The seven girls and two boys settled down to a maths lesson in the small, cream-painted brick room in Derringham Bank Community Centre in west Hull, where they have been taught by their parents since September.
One of the parents, Tracy Shreeve, 32, who teaches maths, held a letter from Hull City Council, which said the centre was in breach of its tenancy rules
The warning letter from deputy education director Simon Gardner says the centre must produce proof of police checks on those teaching the children, insurance cover, and health-and-safety measures, otherwise its future will be uncertain.
"I think it's an appalling thing to do," said Mrs Shreeve, whose daughter Emma, is a pupil at the community centre. "We have launched a petition as our first reaction but we don't know what will happen next.
"I would love Emma to go to a full-time school but I won't send her to the one allocated by the education authority.
"The standard of education and behaviour at that school is not what I want for my daughter. Other parents here feel the same about other schools and we have got together to teach our childen ourselves.
"It's been a struggle and it's a lot of hard work but it's worth it. I tell my daughter the lesson she is learning here is that we value her education.
"She wants to be a solicitor one day but she will not get the grades at a school where I think the behaviour of pupils is unacceptable and staff don't seem to care."
Chris Jarvis, an independent Labour councillor who runs the community centre, offered parents, with the agreement of the centre's committee, a room to teach their children.
He said he believed the council's threat was probably the first of a series of attempts to close the parent-run school. "If we manage to deal with this situation this week the council will find something else the next week, and the next week and the next. It is determined to close the school.
"The council won't even speak to the parents. Why shouldn't parents be able tell a council its schools are no good."

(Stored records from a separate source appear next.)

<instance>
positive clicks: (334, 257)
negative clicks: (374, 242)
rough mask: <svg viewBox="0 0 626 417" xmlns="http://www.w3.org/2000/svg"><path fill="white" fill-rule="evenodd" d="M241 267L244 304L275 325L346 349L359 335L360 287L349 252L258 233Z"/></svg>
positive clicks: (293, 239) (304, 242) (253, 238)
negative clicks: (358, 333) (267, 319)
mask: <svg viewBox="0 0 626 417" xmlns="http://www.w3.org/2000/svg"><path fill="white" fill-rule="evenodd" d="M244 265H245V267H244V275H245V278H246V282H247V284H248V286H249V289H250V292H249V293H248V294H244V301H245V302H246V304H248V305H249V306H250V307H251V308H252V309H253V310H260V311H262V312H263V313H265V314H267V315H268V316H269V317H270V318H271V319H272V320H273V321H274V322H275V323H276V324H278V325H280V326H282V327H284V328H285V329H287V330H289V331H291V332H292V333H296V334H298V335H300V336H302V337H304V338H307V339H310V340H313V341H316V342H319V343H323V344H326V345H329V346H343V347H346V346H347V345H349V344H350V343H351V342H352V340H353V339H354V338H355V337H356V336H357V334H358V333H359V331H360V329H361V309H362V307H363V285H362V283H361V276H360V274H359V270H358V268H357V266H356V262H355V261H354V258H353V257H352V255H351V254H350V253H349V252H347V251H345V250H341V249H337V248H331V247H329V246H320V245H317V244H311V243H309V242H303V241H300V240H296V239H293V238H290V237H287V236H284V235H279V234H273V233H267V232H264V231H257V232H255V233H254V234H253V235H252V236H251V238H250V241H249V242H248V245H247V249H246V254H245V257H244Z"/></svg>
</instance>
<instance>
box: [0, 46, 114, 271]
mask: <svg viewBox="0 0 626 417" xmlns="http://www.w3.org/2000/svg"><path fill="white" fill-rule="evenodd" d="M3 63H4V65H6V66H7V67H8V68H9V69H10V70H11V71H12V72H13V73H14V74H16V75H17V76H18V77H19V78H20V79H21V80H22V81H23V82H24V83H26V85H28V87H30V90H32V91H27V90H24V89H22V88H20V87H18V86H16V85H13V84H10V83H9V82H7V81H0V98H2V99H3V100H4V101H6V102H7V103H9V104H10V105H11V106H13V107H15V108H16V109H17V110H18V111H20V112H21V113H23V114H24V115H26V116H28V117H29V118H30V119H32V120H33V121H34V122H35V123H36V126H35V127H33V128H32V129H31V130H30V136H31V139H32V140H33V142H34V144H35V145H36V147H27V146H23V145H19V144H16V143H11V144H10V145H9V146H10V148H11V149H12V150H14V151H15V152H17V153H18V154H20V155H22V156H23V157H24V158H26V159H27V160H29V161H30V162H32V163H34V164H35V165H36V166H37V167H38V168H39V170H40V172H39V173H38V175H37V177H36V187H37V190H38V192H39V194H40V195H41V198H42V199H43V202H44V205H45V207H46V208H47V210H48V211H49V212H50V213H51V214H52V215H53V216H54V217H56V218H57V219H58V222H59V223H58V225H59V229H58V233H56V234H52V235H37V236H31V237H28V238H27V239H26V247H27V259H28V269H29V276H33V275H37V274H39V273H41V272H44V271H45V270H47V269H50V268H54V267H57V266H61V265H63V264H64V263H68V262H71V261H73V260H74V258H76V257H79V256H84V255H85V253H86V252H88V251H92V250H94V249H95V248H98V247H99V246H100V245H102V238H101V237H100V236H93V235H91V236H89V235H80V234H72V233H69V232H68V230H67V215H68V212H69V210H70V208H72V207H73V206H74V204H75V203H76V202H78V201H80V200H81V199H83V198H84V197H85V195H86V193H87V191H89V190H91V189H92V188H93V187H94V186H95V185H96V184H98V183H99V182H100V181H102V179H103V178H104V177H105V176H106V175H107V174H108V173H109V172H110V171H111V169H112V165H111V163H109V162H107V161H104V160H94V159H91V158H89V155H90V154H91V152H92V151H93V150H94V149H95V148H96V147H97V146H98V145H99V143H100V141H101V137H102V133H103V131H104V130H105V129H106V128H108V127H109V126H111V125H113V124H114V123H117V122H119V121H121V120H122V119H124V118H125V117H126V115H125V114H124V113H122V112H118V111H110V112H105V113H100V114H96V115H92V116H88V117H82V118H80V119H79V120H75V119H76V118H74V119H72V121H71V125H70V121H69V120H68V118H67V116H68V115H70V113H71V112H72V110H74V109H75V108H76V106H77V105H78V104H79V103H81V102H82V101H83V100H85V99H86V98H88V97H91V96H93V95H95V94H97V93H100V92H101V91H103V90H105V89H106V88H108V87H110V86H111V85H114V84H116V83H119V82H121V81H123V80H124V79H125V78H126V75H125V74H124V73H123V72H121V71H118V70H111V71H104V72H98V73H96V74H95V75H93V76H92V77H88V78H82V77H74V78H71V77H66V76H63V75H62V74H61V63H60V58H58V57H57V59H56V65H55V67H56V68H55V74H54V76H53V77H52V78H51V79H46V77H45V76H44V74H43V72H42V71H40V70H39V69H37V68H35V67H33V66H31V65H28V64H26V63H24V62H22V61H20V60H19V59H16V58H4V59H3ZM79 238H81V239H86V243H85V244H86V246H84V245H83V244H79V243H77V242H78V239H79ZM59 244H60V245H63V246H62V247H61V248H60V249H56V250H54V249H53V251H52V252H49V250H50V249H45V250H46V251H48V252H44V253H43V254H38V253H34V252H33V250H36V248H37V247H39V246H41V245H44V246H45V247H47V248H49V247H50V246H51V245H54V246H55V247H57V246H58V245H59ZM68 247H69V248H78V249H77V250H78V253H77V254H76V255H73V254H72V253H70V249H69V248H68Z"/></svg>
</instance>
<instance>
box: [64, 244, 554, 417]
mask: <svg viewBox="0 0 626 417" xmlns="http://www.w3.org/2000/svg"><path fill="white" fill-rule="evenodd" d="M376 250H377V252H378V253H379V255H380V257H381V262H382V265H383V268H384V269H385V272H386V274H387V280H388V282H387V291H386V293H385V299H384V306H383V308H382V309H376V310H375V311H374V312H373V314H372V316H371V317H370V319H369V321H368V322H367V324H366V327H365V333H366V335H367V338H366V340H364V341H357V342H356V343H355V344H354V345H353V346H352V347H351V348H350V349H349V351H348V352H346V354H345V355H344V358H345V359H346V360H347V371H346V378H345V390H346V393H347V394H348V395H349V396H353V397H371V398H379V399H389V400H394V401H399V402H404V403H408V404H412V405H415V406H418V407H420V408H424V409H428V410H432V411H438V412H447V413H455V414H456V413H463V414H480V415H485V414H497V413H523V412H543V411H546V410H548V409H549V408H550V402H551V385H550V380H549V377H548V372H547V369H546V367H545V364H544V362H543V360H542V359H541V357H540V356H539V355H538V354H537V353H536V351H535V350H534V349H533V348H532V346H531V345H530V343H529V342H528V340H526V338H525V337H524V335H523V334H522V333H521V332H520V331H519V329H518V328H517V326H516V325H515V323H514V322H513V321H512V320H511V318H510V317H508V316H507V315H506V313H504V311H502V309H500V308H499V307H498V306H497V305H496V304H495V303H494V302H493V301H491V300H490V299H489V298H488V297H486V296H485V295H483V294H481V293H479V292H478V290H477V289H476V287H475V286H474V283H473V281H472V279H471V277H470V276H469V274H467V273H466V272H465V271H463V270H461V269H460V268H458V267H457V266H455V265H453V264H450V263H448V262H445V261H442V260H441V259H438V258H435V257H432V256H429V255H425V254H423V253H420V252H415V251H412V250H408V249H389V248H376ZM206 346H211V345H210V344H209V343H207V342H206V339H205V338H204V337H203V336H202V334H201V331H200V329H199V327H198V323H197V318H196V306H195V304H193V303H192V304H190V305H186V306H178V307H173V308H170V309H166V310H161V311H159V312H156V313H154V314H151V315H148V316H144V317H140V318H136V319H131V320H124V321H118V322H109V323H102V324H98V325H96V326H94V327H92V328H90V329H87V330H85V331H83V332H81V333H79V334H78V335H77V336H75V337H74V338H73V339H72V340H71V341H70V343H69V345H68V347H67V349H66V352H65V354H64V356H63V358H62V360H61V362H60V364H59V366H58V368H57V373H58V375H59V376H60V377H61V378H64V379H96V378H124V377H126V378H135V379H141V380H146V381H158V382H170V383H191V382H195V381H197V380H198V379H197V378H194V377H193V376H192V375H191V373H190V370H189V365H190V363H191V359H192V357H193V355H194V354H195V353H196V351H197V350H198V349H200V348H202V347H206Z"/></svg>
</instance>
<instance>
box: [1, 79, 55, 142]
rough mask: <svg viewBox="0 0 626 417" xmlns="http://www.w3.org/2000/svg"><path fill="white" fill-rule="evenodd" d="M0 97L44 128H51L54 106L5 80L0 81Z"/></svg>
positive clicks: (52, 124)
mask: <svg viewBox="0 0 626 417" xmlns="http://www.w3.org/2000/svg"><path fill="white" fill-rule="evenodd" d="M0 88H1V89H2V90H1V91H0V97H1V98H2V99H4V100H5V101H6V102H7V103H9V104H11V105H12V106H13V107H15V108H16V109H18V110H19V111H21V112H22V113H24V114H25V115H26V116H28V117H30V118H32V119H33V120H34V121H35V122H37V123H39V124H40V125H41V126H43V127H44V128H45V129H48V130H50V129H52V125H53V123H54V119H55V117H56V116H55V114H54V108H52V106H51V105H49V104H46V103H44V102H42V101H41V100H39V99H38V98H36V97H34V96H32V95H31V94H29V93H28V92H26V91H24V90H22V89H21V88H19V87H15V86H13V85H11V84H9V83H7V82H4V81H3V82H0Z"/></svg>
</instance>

A Hull spokeswoman said: "In the interests of the children and young people who are using the Derringham comunity centre as a school, three areas of concern have been raised to which we are seeking a response.
"These legitimate areas of concern are health safety, police vetting of adults working with children, and public liability and accident insurance for parents and children. We have asked for a response within the next seven days."